Liquidity and the Foreign Exchange Market

The foreign exchange (Forex) market is often described as the most liquid financial market in the world, and this is true. But this does not mean that currencies are not subject to varying liquidity conditions that currency traders should consider.
Liquidity refers to how much market interest (number of active traders and total trading volume) there is in a given market at any given time. From an individual trader’s perspective, liquidity is usually tested in terms of the volatility of price movements. A highly liquid market tends to see prices move gradually and in small increments. A less liquid market tends to see prices move suddenly and with larger price increments.
The liquidity of the forex market will vary during each trading day as global financial centers open and close in their respective time zones. The decrease in liquidity is being demonstrated for the first time during the Asian trading session. Japanese data or comments from officials may provoke a greater than expected or more sustained reaction just because there is less interest in trading to counter the directional movement indicated by the news.

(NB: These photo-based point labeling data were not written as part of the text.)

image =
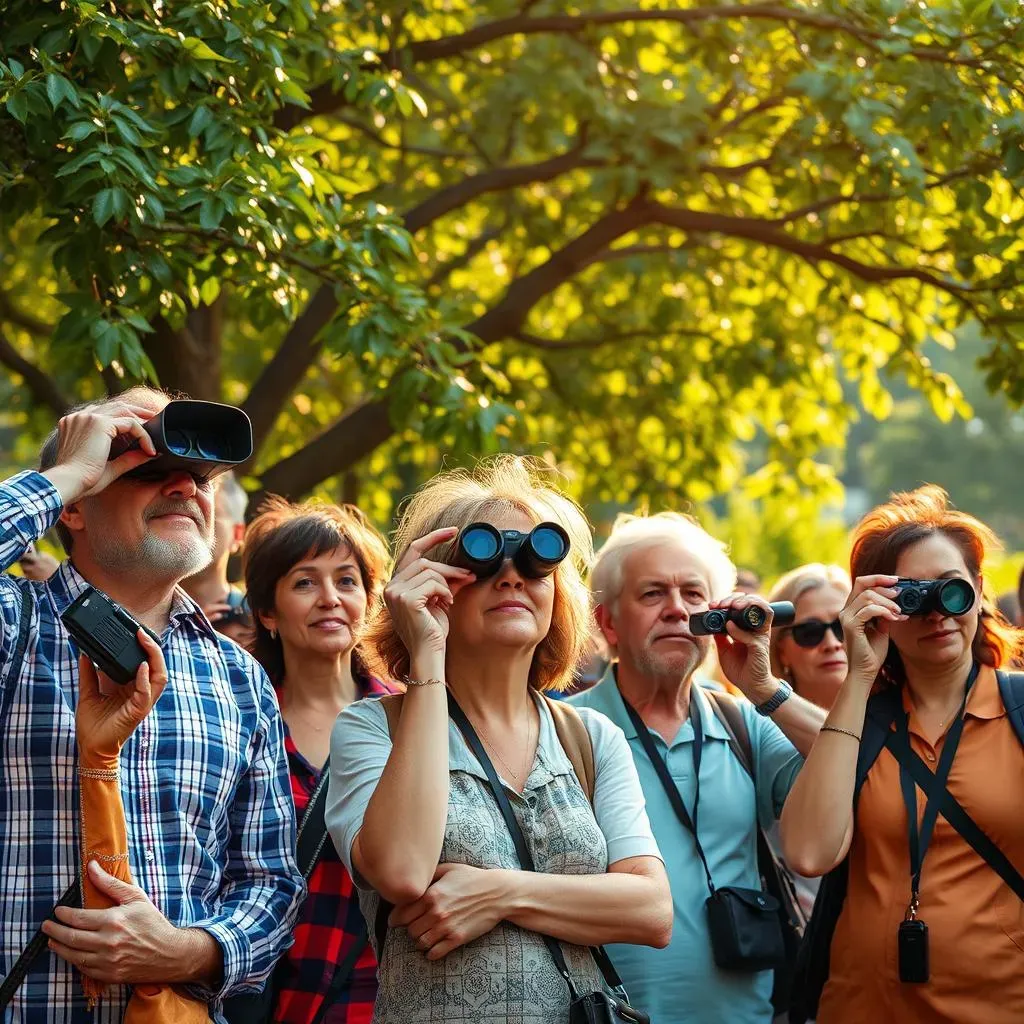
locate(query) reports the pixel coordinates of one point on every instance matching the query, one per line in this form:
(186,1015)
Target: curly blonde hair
(495,487)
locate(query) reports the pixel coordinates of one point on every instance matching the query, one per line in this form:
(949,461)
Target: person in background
(652,577)
(412,812)
(809,653)
(748,582)
(312,572)
(811,656)
(936,685)
(223,604)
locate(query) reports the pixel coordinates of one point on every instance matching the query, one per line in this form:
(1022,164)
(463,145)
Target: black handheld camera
(202,437)
(105,634)
(752,617)
(919,597)
(482,549)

Peak liquidity conditions apply when European and London markets are open, and overlap with the Asian morning sessions and the North American markets in the European afternoon. After European trading is closed, liquidity drops sharply in what is commonly referred to as the New York afternoon market.
During these periods of low liquidity, currency rates are subject to more sudden and volatile price movements. The catalyst may be news events or rumours, and lower liquidity causes prices to react more surprisingly than they might have been during more liquid periods.

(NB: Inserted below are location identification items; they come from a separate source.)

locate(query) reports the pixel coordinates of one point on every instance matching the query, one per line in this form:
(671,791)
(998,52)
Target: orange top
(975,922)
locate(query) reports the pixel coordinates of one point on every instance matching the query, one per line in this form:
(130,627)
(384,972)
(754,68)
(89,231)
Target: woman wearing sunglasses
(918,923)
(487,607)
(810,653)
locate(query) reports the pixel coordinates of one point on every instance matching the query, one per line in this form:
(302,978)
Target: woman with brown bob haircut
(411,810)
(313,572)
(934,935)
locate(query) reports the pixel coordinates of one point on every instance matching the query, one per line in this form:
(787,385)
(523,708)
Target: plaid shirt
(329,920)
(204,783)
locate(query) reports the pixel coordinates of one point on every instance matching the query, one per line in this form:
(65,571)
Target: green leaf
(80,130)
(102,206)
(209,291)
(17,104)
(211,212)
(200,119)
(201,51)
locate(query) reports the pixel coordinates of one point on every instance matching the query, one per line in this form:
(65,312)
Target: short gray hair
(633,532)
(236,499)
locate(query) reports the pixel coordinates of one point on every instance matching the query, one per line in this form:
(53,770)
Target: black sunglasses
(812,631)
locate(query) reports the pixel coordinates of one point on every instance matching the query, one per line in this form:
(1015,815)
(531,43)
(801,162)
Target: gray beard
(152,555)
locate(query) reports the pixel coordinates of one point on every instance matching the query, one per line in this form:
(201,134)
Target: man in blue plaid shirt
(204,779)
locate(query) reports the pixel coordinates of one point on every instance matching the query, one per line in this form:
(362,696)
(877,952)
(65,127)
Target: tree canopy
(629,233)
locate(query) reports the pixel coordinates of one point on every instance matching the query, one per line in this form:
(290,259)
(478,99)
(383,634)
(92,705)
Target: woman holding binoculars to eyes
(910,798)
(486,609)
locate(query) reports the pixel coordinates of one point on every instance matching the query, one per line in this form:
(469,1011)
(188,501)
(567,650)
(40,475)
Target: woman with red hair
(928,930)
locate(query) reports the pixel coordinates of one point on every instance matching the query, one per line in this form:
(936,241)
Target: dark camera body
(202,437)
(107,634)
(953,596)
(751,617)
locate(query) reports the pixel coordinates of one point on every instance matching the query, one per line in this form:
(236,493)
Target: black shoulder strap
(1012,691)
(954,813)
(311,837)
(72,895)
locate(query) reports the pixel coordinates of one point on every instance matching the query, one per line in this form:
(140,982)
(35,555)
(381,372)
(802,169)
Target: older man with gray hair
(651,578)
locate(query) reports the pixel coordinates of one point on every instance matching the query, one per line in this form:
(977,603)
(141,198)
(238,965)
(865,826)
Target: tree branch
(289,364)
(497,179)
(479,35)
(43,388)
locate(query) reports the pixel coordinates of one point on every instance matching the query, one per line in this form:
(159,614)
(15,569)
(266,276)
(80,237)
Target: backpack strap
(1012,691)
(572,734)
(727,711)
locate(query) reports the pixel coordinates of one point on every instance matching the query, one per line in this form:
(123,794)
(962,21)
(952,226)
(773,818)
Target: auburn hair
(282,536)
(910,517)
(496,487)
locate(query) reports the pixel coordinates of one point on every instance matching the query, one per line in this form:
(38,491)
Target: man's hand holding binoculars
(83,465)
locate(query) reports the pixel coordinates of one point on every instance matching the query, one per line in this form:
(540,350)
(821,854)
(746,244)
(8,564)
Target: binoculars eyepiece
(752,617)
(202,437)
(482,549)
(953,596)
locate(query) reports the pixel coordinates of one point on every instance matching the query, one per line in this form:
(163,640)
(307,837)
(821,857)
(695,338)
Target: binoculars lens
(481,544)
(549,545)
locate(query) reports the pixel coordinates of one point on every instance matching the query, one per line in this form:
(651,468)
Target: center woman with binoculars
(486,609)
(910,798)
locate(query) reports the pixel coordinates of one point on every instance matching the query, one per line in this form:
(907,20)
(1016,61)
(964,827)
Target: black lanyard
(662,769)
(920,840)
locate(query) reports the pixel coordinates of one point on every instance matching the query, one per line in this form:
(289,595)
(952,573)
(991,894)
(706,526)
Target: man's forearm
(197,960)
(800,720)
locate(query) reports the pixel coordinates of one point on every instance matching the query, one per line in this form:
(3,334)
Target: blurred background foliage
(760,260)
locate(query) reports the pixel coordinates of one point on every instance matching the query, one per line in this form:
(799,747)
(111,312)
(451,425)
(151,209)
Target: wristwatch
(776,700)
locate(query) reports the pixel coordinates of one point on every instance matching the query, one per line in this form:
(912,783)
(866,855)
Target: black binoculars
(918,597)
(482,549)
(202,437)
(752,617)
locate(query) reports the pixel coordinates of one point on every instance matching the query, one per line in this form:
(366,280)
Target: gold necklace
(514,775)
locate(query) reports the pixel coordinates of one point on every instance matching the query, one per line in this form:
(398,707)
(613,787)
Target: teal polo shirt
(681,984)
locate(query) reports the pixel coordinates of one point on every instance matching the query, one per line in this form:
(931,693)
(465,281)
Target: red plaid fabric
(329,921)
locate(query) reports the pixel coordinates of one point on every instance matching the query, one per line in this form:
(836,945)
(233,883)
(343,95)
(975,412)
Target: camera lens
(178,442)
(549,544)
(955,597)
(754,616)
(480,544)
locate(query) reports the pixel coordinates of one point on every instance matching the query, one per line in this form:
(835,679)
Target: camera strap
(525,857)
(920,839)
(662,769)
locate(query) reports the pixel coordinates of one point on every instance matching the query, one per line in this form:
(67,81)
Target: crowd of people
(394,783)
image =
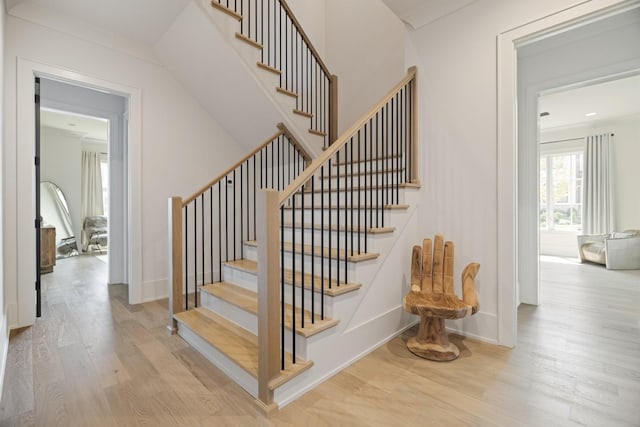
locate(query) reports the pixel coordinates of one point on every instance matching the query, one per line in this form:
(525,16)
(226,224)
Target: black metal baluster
(233,212)
(322,243)
(220,230)
(186,257)
(241,214)
(359,191)
(377,162)
(202,234)
(338,218)
(293,288)
(254,197)
(211,230)
(226,217)
(282,313)
(313,245)
(330,194)
(302,262)
(195,252)
(352,209)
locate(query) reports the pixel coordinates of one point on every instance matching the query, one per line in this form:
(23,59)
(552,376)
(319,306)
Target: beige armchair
(617,251)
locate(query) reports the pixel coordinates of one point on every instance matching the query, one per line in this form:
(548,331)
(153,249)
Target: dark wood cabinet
(47,249)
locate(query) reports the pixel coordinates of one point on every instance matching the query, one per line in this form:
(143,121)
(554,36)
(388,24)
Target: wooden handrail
(306,39)
(175,261)
(343,139)
(282,130)
(268,294)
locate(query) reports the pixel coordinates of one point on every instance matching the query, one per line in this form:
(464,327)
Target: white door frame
(507,153)
(25,179)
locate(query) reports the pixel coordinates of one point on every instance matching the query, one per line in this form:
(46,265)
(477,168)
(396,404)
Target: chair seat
(594,252)
(436,305)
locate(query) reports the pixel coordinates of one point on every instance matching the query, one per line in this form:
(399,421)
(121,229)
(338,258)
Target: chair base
(432,342)
(437,352)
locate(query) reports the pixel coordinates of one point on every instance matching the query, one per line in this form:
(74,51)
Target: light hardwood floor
(94,360)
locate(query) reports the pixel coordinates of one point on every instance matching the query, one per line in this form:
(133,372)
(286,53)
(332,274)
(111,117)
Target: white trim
(507,196)
(25,203)
(4,345)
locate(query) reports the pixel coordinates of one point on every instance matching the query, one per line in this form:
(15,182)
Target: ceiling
(608,100)
(418,13)
(141,20)
(145,21)
(92,129)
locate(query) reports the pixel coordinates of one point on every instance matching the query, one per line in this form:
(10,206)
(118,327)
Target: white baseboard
(285,400)
(155,290)
(4,350)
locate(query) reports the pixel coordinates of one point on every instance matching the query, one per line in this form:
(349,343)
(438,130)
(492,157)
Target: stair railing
(288,51)
(211,226)
(370,163)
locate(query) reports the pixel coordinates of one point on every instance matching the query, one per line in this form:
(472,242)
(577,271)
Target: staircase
(289,266)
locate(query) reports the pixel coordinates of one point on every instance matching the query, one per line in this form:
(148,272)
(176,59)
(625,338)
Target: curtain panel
(597,189)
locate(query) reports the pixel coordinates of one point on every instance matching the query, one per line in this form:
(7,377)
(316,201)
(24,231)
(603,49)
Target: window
(561,191)
(104,174)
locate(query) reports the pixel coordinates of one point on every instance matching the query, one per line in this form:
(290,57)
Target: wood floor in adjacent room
(94,360)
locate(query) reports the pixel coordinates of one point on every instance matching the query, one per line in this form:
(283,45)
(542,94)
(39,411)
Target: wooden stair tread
(249,41)
(319,251)
(236,343)
(373,159)
(268,68)
(318,188)
(365,172)
(370,230)
(287,92)
(226,10)
(302,113)
(248,301)
(337,288)
(354,207)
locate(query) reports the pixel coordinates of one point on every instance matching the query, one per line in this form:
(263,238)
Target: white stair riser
(240,277)
(218,359)
(319,238)
(376,165)
(329,264)
(308,295)
(378,178)
(249,321)
(248,281)
(336,217)
(348,197)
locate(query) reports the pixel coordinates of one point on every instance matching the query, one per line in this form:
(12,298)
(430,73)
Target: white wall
(60,154)
(364,44)
(4,332)
(586,53)
(182,146)
(458,87)
(626,153)
(311,15)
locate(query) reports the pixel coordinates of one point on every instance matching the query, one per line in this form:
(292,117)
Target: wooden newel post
(267,233)
(414,125)
(176,302)
(333,109)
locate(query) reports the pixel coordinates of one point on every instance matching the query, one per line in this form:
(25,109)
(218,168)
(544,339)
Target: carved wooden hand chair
(433,298)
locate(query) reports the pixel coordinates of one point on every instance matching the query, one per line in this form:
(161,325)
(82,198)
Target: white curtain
(597,188)
(91,179)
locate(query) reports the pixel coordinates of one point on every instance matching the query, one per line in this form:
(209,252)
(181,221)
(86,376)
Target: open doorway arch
(517,214)
(25,183)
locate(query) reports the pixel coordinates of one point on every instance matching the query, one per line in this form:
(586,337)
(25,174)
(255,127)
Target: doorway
(566,60)
(83,137)
(526,67)
(25,253)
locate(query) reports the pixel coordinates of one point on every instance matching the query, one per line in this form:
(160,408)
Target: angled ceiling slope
(418,13)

There is no way to predict with any certainty how price movements will develop in such relatively illiquid periods, and this is the bottom line in terms of risk. The bottom line is that if you hold a position in the market during periods of poor liquidity, you run an increased risk of more volatile price movement.

Liquidity is also reduced due to market holidays in many countries and seasonal periods of low market interest, such as late summer and the approaching Easter and Christmas holidays.
Holiday sessions usually reduce volatility as markets come to a standstill and remain range bound. Risks also increase with sudden breakouts and major trend reversals. Aggressive speculators such as hedge funds take advantage of low liquidity to push the markets beyond key technical points, forcing other market participants to respond late, pushing the breakout or reversal even further. By the time the holidays are over, the market may have moved several hundred pips and established a completely new trend.
Just because you enjoy an extended weekend or summer vacation in August doesn’t mean you’re not exposed to unexpected risks from higher volatility in holiday markets. You – and you need to include liquidity conditions in your overall trading plan.